Callbacks and Delays in a select/poll loop - c++

One can use poll/select when writing a server that can service multiple clients all in the same thread. select and poll, however need a file descriptor to work. For this reason, I am uncertain how to perform simple asynchronous operations, like implementing a simple callback to break up a long running operation or a delayed callback without exiting the select/poll loop. How does one go about doing this? Ideally, I would like to do this without resorting to spawning new threads.
In a nutshell, I am looking for a mechanism with which I can perform ALL asynchronous operations. The windows WaitForMultipleObjects or Symbian TRequestStatus seems a much more suited to generalized asynchronous operations.

For arbitrary callbacks, maintain a POSIX pipe (see pipe(2)). When you want to do a deferred call, write a struct consisting of a function pointer and optional context pointer to the write end. The read end is just another input for select. If it selects readable, read the same struct, and call the function with the context as argument.
For timed callbacks, maintain a list in order of due time. Entries in the list are structs of e.g. { due time (as interval since previous callback); function pointer; optional context pointer }. If this list is empty, block forever in select(). Otherwise, timeout when the first event is due. Before each call to select, recalculate the first event's due time.
Hide the details behind a reasonable interface.

select() and poll() are syscalls - it means that your program is calling OS kernel to do something and your program can do nothing while waiting for return from kernel, unless you use other thread.
Although select() and poll() are used for async I/O, these functions (syscalls) are not async - they will block (unless you specify some timeout) until there is something happened with the descriptor you are watching.
Best strategy would be to check descriptors time to time (specifying small timeout value), and if there is nothing, do what you want to do in idle time, otherwise process I/O.

You could take advantage of the timeout of select() or poll() to do your background stuff periodically:
for ( ;; ) {
...
int fds = select(<fds and timeout>);
if (fds < 0) {
<error occured>
} else if if (fds == 0) {
<handle timeout, do some background work.>
} else {
<handle the active file descriptors>
}
}

For an immediate callback using the select loop, one can use one of the special files like /dev/zero that are always active. The will allow select the exit soon but will allow other files to become active as well.
For timed delays, I can only thing of using the timeout on select.
Both of the above don't feel great, so please send better answers.

Related

How to stop select() immediately on closing the worker thread? [duplicate]

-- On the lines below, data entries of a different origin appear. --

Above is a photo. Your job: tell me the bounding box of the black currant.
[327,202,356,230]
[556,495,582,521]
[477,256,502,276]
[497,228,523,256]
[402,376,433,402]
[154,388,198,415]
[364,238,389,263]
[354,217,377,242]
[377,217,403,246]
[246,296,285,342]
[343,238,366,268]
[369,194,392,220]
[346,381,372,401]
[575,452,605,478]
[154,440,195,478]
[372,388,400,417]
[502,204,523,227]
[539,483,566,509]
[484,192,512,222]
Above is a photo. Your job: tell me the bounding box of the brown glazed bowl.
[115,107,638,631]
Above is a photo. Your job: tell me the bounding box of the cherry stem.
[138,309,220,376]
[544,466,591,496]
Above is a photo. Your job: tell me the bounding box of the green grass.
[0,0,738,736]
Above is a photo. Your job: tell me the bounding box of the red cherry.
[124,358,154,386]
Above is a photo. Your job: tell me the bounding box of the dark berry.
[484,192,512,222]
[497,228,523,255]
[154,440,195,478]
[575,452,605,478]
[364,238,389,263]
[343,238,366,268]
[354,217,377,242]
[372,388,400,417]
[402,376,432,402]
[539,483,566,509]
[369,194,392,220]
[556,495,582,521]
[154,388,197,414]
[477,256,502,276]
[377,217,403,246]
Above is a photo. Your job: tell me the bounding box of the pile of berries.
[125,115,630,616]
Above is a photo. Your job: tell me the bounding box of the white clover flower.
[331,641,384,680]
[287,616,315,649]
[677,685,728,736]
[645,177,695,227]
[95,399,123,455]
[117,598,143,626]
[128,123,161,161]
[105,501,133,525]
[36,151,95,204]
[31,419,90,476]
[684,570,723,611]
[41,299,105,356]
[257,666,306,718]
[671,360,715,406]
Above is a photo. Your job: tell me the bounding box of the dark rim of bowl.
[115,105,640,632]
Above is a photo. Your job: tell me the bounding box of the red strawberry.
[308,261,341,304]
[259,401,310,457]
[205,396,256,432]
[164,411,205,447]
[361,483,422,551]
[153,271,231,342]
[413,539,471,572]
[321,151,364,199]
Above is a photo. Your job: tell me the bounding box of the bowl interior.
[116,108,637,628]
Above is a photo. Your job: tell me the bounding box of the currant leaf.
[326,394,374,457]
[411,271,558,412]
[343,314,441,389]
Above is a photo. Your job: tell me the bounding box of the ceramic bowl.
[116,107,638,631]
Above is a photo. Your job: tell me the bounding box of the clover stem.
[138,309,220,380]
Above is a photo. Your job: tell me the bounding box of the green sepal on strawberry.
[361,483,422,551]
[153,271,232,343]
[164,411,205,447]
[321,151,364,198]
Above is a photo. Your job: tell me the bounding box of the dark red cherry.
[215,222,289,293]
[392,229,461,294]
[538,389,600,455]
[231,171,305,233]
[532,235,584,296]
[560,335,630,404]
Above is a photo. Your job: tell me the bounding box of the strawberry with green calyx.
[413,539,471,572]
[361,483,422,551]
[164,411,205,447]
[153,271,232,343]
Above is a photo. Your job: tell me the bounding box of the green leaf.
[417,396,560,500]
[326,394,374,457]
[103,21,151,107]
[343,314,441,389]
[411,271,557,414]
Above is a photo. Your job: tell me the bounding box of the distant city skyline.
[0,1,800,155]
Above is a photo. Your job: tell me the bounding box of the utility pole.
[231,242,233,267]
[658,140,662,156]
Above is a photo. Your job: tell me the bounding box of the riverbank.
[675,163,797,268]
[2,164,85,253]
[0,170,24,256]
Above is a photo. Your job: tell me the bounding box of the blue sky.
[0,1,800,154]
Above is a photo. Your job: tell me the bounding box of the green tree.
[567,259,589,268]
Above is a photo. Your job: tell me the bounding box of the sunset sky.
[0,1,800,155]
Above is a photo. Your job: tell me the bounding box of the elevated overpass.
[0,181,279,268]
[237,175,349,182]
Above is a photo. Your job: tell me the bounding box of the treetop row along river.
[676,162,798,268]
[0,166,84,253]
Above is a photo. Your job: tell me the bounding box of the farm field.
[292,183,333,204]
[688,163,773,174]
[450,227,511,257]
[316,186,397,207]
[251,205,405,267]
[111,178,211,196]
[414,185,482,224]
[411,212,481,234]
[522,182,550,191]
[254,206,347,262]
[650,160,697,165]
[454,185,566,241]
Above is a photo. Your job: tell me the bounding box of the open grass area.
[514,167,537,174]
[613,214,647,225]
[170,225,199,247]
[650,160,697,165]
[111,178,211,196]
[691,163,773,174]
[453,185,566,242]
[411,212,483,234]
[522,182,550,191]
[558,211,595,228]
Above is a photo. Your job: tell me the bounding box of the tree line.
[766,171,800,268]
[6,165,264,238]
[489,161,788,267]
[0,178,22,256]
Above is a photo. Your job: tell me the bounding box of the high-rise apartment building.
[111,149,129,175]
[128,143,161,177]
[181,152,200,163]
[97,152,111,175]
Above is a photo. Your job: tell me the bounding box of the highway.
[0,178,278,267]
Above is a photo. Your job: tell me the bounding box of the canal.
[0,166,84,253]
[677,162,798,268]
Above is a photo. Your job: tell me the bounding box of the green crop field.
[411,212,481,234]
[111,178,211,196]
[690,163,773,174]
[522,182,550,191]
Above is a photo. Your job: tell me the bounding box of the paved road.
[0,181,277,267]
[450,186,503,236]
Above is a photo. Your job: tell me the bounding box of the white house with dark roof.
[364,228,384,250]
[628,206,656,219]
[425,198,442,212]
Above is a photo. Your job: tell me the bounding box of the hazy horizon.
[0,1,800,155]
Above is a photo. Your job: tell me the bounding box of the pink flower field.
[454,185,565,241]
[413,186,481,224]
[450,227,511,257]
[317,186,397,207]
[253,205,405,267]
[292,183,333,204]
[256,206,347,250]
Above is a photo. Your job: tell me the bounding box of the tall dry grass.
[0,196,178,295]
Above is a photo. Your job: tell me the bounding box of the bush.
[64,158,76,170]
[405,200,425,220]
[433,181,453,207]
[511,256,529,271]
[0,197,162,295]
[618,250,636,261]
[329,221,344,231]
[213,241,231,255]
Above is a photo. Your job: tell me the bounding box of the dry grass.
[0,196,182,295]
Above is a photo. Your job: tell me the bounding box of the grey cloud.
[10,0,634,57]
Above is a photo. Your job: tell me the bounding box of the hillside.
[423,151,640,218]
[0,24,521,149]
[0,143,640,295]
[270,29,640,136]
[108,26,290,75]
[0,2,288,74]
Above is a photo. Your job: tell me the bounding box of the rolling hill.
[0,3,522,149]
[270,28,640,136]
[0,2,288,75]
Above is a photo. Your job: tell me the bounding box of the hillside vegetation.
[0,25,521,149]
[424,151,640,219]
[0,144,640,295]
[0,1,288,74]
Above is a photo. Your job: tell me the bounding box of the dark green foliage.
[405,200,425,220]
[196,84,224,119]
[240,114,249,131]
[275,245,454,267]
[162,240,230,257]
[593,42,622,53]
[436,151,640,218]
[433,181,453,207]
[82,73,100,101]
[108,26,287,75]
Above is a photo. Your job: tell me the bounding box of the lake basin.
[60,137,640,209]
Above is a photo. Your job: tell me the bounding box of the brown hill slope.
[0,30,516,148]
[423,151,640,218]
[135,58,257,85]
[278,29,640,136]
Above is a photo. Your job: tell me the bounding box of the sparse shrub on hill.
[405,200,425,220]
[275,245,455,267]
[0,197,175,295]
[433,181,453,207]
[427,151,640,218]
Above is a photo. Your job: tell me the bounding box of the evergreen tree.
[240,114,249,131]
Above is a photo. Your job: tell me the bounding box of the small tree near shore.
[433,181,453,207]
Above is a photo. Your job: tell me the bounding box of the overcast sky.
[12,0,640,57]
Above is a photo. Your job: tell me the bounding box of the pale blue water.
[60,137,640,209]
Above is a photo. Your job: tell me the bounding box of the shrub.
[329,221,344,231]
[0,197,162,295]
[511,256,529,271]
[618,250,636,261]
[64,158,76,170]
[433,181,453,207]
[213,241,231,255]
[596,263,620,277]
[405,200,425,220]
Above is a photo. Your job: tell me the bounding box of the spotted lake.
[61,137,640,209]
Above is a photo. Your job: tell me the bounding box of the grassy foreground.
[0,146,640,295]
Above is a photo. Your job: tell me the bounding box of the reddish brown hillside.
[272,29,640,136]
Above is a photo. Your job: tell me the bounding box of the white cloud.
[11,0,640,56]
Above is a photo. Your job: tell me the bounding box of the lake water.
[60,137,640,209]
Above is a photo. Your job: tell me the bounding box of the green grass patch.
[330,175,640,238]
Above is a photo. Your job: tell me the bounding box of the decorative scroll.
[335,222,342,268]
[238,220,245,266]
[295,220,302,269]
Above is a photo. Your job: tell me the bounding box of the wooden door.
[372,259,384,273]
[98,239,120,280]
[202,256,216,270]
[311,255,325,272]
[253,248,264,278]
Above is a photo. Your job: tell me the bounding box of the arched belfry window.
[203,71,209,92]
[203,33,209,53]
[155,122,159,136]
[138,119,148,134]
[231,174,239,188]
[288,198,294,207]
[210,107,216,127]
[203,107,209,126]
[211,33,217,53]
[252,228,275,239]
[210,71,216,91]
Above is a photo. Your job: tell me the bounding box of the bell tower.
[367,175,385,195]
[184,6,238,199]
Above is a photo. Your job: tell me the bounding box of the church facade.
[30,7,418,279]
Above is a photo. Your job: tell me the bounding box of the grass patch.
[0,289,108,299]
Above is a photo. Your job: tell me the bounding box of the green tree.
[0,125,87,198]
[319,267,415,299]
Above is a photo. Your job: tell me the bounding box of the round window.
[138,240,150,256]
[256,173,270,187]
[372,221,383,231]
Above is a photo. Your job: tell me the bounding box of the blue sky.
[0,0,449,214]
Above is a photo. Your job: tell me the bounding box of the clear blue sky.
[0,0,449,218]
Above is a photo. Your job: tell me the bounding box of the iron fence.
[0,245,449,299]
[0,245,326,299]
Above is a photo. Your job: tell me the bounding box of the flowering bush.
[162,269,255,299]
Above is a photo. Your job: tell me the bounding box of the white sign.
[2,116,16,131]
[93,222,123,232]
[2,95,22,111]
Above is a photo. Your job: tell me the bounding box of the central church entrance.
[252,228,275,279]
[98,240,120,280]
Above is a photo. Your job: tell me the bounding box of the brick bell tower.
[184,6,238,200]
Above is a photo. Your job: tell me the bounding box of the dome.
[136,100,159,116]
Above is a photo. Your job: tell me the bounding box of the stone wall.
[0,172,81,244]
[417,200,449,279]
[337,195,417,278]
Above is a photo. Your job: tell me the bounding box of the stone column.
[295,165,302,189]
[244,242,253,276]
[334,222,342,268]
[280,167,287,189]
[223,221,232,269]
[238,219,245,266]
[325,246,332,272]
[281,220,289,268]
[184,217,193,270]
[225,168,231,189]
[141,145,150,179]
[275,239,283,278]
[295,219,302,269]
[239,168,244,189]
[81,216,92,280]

I have a loop which basically calls this every few seconds (after the timeout):
while(true){
if(finished)
return;
switch(select(FD_SETSIZE, &readfds, 0, 0, &tv)){
case SOCKET_ERROR : report bad stuff etc; return;
default : break;
}
// do stuff with the incoming connection
}
So basically for every few seconds (which is specified by tv), it reactivates the listening.
This is run on thread B (not a main thread). There are times when I want to end this acceptor loop immediately from thread A (main thread), but seems like I have to wait until the time interval finishes..
Is there a way to disrupt the select function from another thread so thread B can quit instantly?
The easiest way is probably to use pipe(2) to create a pipe and add the read end to readfds. When the other thread wants to interrupt the select() just write a byte to it, then consume it afterward.
Yes, you create a connected pair of sockets. Then thread B writes to one side of socket and thread A adds the other side socket to select. So once B writes to socket A exits select, do not forget to read this byte from socket.
This is the most standard and common way to interrupt selects.
Notes:
Under Unix, use socketpair to create a pair of sockets, under windows it is little bit tricky but googling for Windows socketpair would give you samples of code.
Can't you just make the timeout sufficiently short (like 10ms or so?).
These "just create a dummy connection"-type solution seem sort of hacked. I personally think that if an application is well designed, concurrent tasks never have to be interrupted forcefully, the just has worker check often enough (this is also a reason why boost.threads do not have a terminate function).
Edit Made this answer CV. It is bad, but it might help other to understand why it is bad, which is explained in the comments.
You can use shutdown(Sock, SHUT_RDWR) call from main thread to come out of waiting select call which will also exit your another thread before the timeout so you don't need to wait till timeout expires.
cheers. :)

effect of SELECT on read() in linux

I have a legacy code which is doing this:
select(nFD + 1, &tReadFds, NULL, NULL, &timer);
.............
if (FD_ISSET(nFD, &tReadFds))
n = read(nFD,len,x);
is the read gonna read the whole receive buffer(nFD), assuming 'len' and 'x' are big enough.
I think SELECT here is acting as just a way of blocking till data becomes available in recv buffer.
In a nutshell, select is a function that you can call without blocking (i.e. it returns immediately), and upon return it will tell you a list of file descriptors on which you can call read (or write) without blocking.
Such a function is crucial if you want to provide a persistent service while processing I/O with only a single thread: You cannot afford to do nothing while you are waiting for I/O, and so you need a deterministic method to ensure that you can do non-blocking I/O.
Edit. Here's an example of a typical single-threaded select-server, in pseudo-code:
while (true)
{
select(...);
read_available_data();
process_data_and_do_work(); // expensive
}
Such a server never has to be idle, and the expensive processing function can take up almost all the available computing time (it just has to make sure to return when it needs more data). I think select even allows for a context switch, so this will play nice in a multi-process environment.
The code snippet is calling select() with a non-NULL timeout parameter. The code is waiting up to some maximum amount of time for the socket to become readable. If the timeout elapses, the socket is not readable and FD_ISSET() will return false, skipping the read() call. However, if the socket becomes readable before the timeout elapses, FD_ISSET() will return true, and a call to read() is quaranteed not to block the calling thread. It will return immediately, either returning whatever data is currently in the socket's receive buffer (up to len bytes max), or returning 0 if the remote party has disconnected gracefully.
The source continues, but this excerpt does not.